Bonavista Mayor John Norman told CBC Radio's The St. John's Morning Show the comments made by the minister don't necessarily line up with what he sees in his community and what he lives with.

"I'm probably the only openly bisexual mayor that I know of, at least in one of the larger communities in the province. So, of course people look at me when they hear this type of open public discussion and I'm sure they want a response," Norman said.

"Of course it causes me to reflect on things and have some concerns."

Lindsay Bird/CBC
Lindsay Bird/CBC

Norman said the situation with the Grace Pentecostal Church began as a simple noise complaint from community residents, which made its way into a town council meeting. Not long after, a conversation arose about the content of the Aug. 1 service, he said.

Norman said he wasn't surprised by what was said.

"As a mayor of a community with various churches, various denominations, I understand very clearly people's beliefs and religious freedoms and how they are protected in Canada," said Norman.

"It's troubling, personally, for me. But, as mayor, as a municipal leader, really we could only simply consider the noise complaint because that would affect our municipal bylaw. Anything outside that purview is something altogether different and something that falls at a higher level than municipal government."

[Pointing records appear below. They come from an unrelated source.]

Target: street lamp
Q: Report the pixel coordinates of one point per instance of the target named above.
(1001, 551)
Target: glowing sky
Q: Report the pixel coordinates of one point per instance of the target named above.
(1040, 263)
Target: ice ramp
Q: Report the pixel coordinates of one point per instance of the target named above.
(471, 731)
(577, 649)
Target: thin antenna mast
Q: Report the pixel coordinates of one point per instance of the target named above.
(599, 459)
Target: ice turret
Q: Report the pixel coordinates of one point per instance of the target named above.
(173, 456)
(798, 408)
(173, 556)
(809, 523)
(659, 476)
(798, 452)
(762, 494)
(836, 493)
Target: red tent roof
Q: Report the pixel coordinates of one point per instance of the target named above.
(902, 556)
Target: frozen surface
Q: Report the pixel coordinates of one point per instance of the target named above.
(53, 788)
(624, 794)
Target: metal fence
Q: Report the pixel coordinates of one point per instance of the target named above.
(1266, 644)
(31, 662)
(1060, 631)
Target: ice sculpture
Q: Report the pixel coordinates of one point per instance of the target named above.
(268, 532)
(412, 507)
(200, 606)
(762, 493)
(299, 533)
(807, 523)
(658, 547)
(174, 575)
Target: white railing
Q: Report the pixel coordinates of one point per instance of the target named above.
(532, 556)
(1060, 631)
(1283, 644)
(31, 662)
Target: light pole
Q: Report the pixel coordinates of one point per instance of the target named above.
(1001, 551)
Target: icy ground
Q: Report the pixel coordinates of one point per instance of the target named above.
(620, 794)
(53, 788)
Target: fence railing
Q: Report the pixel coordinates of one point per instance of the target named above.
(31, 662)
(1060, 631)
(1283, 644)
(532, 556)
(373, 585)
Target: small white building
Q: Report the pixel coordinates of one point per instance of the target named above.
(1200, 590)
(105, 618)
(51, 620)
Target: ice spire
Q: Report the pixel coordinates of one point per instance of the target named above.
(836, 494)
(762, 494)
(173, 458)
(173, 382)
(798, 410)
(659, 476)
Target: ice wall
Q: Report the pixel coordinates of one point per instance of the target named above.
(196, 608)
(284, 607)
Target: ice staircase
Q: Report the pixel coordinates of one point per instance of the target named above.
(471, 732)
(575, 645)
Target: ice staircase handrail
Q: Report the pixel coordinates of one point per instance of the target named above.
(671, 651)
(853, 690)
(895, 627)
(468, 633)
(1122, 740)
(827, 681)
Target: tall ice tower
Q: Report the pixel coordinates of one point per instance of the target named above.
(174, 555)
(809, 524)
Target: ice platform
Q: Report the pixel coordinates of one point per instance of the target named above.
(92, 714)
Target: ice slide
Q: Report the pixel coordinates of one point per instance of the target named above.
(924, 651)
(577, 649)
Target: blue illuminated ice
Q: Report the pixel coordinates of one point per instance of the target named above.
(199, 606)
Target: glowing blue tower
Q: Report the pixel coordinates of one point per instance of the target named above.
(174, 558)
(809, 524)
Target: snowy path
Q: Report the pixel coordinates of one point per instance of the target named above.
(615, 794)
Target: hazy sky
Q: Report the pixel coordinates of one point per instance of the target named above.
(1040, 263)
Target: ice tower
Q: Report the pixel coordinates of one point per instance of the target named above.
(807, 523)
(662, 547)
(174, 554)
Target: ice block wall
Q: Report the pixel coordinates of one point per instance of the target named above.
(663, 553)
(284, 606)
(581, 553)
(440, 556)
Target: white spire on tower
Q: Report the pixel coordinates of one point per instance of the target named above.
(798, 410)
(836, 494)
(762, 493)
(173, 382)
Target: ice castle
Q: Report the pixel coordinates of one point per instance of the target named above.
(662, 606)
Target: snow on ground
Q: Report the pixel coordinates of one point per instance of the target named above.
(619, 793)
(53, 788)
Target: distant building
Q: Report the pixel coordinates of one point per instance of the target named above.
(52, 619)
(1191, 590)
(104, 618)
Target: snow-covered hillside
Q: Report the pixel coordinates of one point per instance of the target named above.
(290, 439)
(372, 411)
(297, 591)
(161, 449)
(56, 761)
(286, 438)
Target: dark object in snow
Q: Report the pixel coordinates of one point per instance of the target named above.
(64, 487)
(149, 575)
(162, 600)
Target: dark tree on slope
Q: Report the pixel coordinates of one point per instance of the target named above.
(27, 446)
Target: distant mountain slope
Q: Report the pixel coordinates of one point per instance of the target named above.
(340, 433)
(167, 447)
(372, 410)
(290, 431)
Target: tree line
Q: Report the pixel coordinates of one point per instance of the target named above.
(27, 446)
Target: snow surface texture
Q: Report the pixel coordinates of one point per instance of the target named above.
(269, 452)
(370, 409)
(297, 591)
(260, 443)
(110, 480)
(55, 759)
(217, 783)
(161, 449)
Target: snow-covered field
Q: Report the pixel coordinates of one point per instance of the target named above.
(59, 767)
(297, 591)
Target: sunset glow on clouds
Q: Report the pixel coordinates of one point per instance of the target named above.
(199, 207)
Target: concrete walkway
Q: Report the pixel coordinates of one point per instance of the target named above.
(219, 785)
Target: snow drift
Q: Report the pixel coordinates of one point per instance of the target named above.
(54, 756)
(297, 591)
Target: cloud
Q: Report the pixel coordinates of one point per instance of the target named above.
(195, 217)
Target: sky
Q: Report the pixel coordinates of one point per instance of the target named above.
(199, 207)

Norman said the town requested the volume of outdoor services from Grace Pentecostal be lowered, and since the Aug. 1 service the church has complied. He said at the municipal level the town felt the issue was resolved.

As for residents who may have been affected by what was said, Norman said once again that religious rights and freedoms are protected in Canada. However, he said, it demonstrates there's a wide and varying group of views in his community.

"I like to think that Bonavista is a very open and welcoming place," he said.

Norman is not seeking re-election as mayor, but is setting his sights on a councillor's seat. He said this recent incident, exhaustion, rumours and personal attacks are among his reasons to step down. He isn't ruling out running for mayor in the future.

CBC News made repeated requests for comment from both the Grace Pentecostal Church and the Pentecostal Assemblies of Newfoundland and Labrador.